Mandatory channels—A sufficient bandwidth exists on the interface according to the policy settings for the interface (Interface-level MCAC and MCAC-interface-policy-level MCAC) and BW setting for a channel (Bundle-level MCAC). There is always sufficient BW available on the bundle level because mandatory channels get pre-reserved bandwidth.
Optional channels—A sufficient BW exists on both interface (Interface-level MCAC and MCAC-interface-policy-level MCAC) and bundle level (Bundle-Level MCAC) based on channel configured BW and currently available BW on both interface and bundle.

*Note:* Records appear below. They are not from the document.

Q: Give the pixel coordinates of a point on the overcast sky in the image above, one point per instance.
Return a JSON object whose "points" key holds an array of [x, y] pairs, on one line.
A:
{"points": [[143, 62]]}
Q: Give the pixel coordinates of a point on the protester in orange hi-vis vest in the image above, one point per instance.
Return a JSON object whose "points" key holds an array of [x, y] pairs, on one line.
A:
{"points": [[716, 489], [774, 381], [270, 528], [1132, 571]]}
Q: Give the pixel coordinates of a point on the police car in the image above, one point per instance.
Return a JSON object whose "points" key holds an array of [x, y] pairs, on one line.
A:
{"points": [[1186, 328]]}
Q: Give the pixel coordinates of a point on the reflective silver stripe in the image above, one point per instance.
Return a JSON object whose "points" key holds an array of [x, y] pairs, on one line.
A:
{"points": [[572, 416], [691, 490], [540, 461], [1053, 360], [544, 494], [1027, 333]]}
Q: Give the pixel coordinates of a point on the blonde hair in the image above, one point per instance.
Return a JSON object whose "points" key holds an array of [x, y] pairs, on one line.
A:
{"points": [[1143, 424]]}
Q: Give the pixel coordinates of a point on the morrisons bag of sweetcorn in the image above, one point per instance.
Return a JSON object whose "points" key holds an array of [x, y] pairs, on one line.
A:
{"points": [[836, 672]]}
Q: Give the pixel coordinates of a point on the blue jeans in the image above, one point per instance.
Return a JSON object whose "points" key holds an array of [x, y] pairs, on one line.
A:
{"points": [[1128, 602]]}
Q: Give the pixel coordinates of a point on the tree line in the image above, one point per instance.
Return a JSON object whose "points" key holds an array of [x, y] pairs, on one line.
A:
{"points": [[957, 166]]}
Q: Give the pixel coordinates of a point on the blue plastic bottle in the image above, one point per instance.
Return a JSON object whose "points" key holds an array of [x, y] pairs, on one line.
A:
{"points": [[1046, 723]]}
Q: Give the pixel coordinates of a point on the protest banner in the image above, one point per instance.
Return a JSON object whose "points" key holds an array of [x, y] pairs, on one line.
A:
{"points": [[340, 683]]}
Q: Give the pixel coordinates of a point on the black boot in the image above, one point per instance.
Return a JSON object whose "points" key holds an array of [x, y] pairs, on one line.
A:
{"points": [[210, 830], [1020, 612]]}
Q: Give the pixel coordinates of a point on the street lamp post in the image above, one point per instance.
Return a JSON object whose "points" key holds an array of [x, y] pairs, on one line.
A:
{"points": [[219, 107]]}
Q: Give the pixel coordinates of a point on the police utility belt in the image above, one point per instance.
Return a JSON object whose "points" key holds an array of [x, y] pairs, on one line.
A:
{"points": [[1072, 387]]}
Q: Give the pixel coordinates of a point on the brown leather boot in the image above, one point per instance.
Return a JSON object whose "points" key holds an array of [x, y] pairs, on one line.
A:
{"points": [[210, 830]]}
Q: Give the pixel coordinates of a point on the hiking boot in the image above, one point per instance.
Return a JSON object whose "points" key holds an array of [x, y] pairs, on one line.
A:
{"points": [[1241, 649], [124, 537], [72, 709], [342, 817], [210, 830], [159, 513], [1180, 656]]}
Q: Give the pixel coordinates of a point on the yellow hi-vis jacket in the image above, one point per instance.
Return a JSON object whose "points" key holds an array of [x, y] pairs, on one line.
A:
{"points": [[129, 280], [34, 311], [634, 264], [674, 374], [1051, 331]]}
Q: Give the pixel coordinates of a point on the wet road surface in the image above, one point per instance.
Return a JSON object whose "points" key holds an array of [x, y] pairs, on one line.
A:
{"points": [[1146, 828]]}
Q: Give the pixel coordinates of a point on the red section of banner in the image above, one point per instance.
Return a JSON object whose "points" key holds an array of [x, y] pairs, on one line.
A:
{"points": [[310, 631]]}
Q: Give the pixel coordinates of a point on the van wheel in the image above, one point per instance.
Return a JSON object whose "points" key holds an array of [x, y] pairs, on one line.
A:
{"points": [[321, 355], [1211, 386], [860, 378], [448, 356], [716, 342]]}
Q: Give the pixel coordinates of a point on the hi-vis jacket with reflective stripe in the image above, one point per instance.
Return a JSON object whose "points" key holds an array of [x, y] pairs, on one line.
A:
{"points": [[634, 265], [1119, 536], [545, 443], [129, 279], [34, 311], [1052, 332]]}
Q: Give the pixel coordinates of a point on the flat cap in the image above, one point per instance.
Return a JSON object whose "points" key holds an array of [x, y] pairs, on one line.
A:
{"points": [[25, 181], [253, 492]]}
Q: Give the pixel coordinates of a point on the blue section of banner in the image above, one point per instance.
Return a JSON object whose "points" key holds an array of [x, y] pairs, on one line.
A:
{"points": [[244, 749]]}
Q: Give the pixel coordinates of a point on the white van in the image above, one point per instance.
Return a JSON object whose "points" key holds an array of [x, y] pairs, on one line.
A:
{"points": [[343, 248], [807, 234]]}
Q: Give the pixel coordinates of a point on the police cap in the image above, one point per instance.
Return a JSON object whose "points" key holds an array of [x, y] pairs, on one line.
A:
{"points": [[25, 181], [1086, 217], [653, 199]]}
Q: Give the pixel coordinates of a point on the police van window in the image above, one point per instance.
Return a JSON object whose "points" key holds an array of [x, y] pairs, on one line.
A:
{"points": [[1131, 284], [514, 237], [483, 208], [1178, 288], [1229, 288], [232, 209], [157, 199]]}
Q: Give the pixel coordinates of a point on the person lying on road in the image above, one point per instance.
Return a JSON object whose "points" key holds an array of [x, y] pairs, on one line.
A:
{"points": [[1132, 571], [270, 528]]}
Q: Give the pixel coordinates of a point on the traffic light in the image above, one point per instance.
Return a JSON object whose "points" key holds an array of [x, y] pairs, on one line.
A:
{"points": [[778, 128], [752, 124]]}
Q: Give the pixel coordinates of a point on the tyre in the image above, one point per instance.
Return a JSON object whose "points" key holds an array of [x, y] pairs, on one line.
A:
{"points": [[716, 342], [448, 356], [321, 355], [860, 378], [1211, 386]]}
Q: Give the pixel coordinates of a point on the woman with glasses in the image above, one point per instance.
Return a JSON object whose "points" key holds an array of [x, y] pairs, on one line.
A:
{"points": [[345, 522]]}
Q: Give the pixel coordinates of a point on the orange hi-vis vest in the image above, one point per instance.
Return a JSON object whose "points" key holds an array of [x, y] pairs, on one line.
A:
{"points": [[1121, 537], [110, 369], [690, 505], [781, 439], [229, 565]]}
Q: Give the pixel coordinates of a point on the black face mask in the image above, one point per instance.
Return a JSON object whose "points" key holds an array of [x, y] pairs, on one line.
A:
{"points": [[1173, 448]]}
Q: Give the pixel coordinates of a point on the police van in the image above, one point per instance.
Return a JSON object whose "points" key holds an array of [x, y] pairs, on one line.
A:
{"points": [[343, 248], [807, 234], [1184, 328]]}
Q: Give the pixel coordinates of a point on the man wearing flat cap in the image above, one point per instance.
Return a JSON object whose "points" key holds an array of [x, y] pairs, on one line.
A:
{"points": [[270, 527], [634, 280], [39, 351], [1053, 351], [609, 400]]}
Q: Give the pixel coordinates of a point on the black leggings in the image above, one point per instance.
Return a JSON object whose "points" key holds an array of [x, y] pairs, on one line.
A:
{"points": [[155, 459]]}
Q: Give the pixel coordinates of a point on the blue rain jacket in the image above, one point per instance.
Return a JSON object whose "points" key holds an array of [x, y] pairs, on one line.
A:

When a policy is evaluated over a set of existing channels (applicable for MCAC on LAG when the number of ports in the LAG changes and applicable to subscribers when the submac policy is enabled on a subscriber), the channels are evaluated and admitted/dropped based on the following priority order: mandatory-high, mandatory-low, optional-high, optional-low.
This method does not guarantee that all bundles are fully allocated. However, this method does ensure that all mandatory-high channels are allocated before any mandatory-low channels are allocated.
When a new MCAC bundle policy is applied, the algorithm is forced to admit all currently joined channels to prevent any drops. This can result in an oversubscription until some of the joined channels disconnect. The same behavior applies when adding a new MCAC interface policy: all the joined channels are admitted, without dropping anything.